All is well. What if, instead they enter something longer?

eip - where crackMe's caller will return to
ebp - saved ebp
...
caller's local variables
...
n j 0 0 - where crackMe should return to
x I p w - saved ebp
3 t h a - note terminating zero.
m y l 3
F e a r

Now, the return address has been overwritten. In this case, the call will return to address 30304A4E (I think... 0 0 J N ascii codes), and the program will most likely crash (segfault, protection violation, illegal instruction, whatever).

Instead, let us enter a string which contains some machine language, and the 4th set of 4 bytes will be specially crafted to point somewhere on the stack:

eip - where crackMe's caller will return to
ebp - saved ebp
...
caller's local variables
...
22 a3 ff bf - where crackMe should return to
# # # # - saved ebp
# # # # - note terminating zero.
# # # #
# # # # - let us assume that this is location 0xbfffa322, for convenience

Obviously that return address is somewhere on the stack in linux... it would have to be crafted to fit the program you're exploiting. The #s represent machine language I don't feel like generating for this post. Now, when CrackMe returns, it will find that return address, (0xbfffa322) and jump there - now it is executing our exploide code off the stack. If the code is complex enough, or we get lucky timing, a context switch will occur while we're executing exploit code off the stack. The kernel sees EIP pointing in the stack, and uh oh, we know we've been exploited.

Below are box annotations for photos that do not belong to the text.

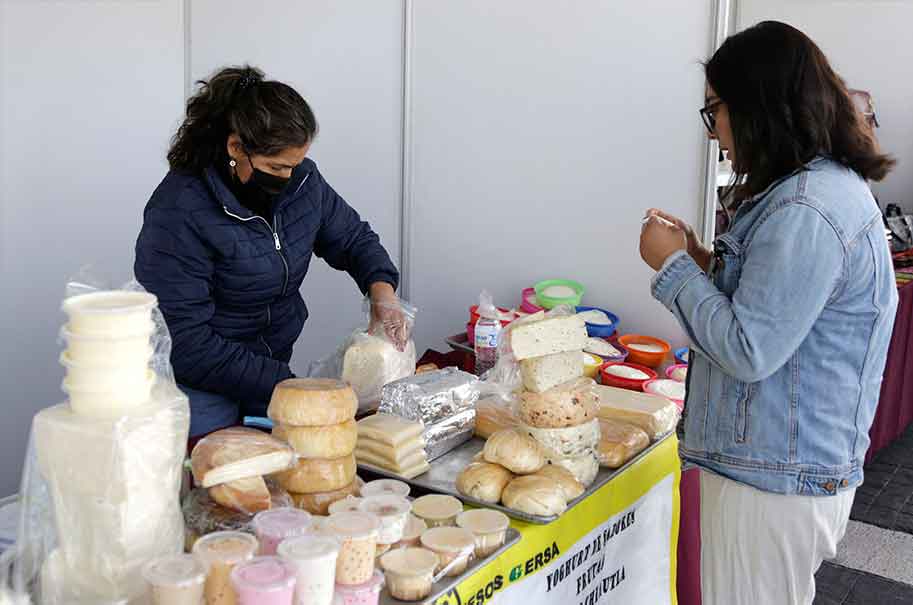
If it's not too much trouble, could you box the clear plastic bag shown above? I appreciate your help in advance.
[0,280,190,605]
[307,298,417,412]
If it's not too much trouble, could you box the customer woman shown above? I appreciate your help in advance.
[640,22,897,605]
[134,67,399,436]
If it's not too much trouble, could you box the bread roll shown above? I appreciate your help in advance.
[190,427,295,487]
[276,454,355,494]
[291,477,364,517]
[209,477,272,515]
[501,475,567,517]
[533,464,586,502]
[482,429,545,475]
[456,462,514,504]
[518,378,597,429]
[266,378,358,426]
[273,420,358,458]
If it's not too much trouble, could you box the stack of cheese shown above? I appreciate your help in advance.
[267,378,358,515]
[355,414,430,479]
[510,315,599,485]
[456,429,584,516]
[190,427,295,515]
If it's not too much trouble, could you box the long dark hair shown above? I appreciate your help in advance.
[704,21,895,199]
[168,65,317,173]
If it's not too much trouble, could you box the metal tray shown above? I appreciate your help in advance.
[379,527,520,605]
[358,432,672,525]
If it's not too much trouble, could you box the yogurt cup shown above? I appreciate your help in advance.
[361,479,412,498]
[422,527,476,577]
[193,531,260,605]
[380,548,441,601]
[412,494,463,527]
[63,290,158,338]
[336,571,384,605]
[278,535,340,605]
[231,557,297,605]
[457,508,510,559]
[60,326,153,365]
[252,507,311,555]
[329,512,381,586]
[143,554,206,605]
[360,496,412,544]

Exploits that jump to existing code (let's say IIS had a downloadAndExecuteFile function somewhere) could escape detection most of the time of course, because they'd just jump to an allowed location, but if your exploit code itself does anything fancy, it could be caught.

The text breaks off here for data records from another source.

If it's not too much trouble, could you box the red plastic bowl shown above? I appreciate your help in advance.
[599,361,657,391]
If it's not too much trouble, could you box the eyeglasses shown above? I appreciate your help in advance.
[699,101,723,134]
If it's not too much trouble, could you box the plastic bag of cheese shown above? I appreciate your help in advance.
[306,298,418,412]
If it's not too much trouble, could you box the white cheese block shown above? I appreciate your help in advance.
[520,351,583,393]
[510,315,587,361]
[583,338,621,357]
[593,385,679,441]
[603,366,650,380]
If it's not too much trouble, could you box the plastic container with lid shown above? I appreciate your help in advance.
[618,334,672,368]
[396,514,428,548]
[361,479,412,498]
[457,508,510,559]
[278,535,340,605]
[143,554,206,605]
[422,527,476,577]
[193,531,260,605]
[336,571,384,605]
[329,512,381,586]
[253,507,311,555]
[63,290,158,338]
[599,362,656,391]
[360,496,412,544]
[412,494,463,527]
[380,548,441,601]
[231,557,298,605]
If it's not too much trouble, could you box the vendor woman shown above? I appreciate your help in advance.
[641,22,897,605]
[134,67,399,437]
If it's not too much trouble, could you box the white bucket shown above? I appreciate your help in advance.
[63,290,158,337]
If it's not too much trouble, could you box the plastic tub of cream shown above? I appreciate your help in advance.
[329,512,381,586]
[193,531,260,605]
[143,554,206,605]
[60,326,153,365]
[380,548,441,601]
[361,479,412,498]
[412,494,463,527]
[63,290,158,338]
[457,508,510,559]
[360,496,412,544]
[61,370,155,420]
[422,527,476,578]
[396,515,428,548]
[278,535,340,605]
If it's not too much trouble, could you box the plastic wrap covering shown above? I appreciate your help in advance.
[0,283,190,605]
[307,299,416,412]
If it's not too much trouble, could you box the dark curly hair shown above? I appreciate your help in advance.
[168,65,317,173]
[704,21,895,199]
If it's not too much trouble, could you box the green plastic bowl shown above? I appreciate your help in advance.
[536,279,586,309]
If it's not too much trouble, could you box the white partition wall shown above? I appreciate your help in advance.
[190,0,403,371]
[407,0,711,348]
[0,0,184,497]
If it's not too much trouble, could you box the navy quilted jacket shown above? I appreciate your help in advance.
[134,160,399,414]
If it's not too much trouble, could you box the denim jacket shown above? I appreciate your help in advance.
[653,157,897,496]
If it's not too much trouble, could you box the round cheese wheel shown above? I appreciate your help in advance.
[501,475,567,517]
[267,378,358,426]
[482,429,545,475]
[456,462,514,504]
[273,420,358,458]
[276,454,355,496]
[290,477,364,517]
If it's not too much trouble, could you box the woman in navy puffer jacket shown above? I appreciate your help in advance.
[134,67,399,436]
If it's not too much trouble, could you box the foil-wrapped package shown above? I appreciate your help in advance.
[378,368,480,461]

This is what my prof said when I asked:

Chris,
This would help with that particular exploit. However, some
OS's such as Linux actually depend on being able to run
user code on the stack in order to process signal handlers,
so somehow you'd have to allow for this. Also, there are
other exploits that execute existing code and others that
work by overwriting heap and .data buffers that would slip by.

edit2: I won't post my exploits because I know at least a few schools use this same assignment... but if you want to talk about it, pm me or AIM/ICQ me.

 

[sao123]

ok i see we're now saying the same thing...What I was saying is that you could could have put your code anywhere in the available memory page and used that address as a return segment. This is especially useful if you can replace an existing DLL with an exploited one, you could return to an address in your dll directly in this case.

but just for convenience you placed your 1st exploit instruction on the stack and made the return pointer point to the stack, a very sensible thing to do if your exploit code is small...even using just an additional jump statement to the real exploit code block. Very well done.
I will PM you soon, as I wish to seek further details about this assignment. I may want to include it in my curriculum for next semester.

 

[kylef]

Your professor is correct: some obscure algorithms depend on being able to run code in the stack. It has been proposed that the stack should be marked no-execute and these algorithms be rewritten, but it seems like backwards compatibility always wins out. (and it doesn't help that Intel x86 has no capability to mark pages no-execute in hardware unlike Itanium)

VS.NET offers a new C/C++ compiler flag (/RTCs) that performs stack frame error checking. If you look at a disassembly of the code it generates for function calls, you'll see something like the following:

1. Push the return address on the stack
2. XOR the return address with some kind of key and store the resulting hash in a different location (not the stack)
3. Execute the function call
4. Before returning, compute another hash of the stack's return address; compare this new hash to the one computed and stored by the caller; if the two match, return normally. Otherwise, throw an exception.

That's basically it in a nutshell. Obviously, this does nothing for heap attacks, but there are other checks you can do for heap overrun detection.